To compare the effect of the schedule change, HPDPS deployed the Druid app and the Druid Enterprise system. The goal was to assess officers’ fitness for duty at both the beginning and end of their shifts under both schedules.

The fatigue study was conducted in two phases. In Phase 1, previously reported a year ago, Impairment Science, Inc. (ISI) assessed the 24/48 schedule over a six-week period with 42 officers participating. A subset of this group took part in the 48/96 experimental schedule. The positive outcome led to rolling

out the 48/96 schedule the following spring with 36 officers participating over another six-week period.

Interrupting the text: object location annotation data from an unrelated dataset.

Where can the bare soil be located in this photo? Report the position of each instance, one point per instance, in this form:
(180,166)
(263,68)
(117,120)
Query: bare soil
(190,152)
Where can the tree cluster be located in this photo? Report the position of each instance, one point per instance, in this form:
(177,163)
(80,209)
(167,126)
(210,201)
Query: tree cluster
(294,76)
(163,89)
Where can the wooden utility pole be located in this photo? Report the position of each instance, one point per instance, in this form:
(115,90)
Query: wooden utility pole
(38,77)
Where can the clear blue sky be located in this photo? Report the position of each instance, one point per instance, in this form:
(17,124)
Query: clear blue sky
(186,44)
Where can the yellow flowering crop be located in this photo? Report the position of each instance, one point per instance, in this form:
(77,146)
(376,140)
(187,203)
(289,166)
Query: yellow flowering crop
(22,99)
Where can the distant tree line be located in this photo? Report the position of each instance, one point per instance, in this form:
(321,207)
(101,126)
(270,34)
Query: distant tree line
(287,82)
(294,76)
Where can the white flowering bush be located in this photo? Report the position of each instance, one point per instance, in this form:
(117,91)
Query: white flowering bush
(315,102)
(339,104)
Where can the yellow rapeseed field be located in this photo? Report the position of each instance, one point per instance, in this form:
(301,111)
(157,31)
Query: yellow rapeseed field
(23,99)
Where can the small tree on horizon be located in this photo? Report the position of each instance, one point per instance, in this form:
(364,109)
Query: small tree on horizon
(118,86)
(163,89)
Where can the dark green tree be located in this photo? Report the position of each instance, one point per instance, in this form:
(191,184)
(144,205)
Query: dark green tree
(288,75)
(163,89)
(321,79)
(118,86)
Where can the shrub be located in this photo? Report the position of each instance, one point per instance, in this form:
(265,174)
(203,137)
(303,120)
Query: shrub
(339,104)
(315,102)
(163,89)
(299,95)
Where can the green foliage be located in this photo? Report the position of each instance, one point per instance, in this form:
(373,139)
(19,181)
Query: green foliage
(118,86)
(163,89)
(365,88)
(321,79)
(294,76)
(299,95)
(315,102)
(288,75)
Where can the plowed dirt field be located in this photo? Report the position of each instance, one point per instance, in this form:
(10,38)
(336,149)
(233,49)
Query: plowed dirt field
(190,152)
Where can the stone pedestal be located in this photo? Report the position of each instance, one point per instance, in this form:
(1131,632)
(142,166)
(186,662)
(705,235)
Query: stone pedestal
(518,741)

The findings showed that the average start-of-shift scores during Phase 2 were significantly lower than the Phase 1, with a decrease (5.6 points). The decrease in the average end-of-shift scores during Phase 2 were also highly significant (4.6 points). The results of the study appear in a White Paper recently made available on the ISI website.

These findings confirm what the officers reported in HPDPS qualitative surveys. With the 48/96 schedule, 67% reported being “satisfied” or “very satisfied” with their sleep, compared to only 16% when the 24/48 schedule was used.

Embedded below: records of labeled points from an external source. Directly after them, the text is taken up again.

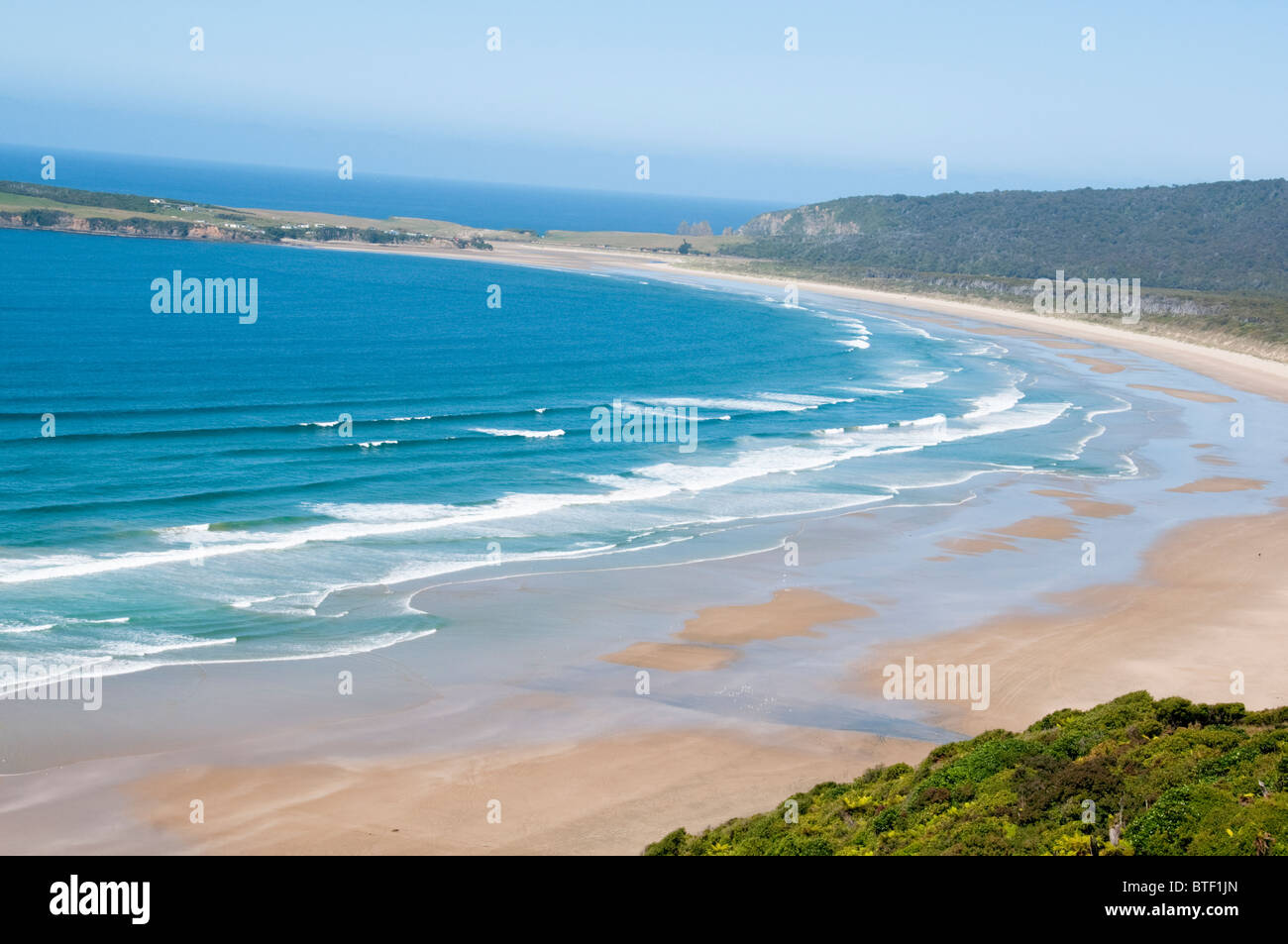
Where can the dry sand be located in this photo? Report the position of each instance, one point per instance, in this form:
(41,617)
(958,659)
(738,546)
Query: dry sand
(789,613)
(713,631)
(1096,365)
(1220,483)
(601,796)
(1211,601)
(1197,395)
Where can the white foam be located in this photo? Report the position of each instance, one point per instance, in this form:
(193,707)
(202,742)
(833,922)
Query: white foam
(25,627)
(526,433)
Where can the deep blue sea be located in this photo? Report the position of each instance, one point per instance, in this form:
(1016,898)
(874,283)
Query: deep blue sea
(200,498)
(378,196)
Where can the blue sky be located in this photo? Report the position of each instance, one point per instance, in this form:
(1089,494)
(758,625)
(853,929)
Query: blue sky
(704,89)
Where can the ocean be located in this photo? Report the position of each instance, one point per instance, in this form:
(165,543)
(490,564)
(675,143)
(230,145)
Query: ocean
(181,487)
(378,196)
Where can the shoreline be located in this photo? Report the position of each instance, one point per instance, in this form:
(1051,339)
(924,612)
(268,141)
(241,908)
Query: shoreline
(1241,371)
(716,775)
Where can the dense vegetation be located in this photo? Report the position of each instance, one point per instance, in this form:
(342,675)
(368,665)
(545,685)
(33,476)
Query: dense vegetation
(1212,258)
(54,206)
(1215,237)
(65,194)
(1185,780)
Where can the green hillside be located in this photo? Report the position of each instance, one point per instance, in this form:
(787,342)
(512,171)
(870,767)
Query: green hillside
(1212,258)
(1189,780)
(1228,236)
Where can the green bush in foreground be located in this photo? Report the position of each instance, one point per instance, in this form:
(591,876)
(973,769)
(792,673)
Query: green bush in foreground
(1162,777)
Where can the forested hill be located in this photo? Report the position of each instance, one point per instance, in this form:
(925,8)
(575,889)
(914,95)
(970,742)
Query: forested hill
(1131,777)
(1220,237)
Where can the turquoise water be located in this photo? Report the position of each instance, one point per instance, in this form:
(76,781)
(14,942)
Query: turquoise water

The HPDPS leadership team’s willingness to experiment with optional scheduling policies and procedures is exemplary. It also demonstrates the usefulness of the Druid app to monitor officers on a regular basis to inform both day-to-day and longer-term personnel decisions. Kilmer added “Your assistance and professionalism in helping us answer this question have paid dividends for our department".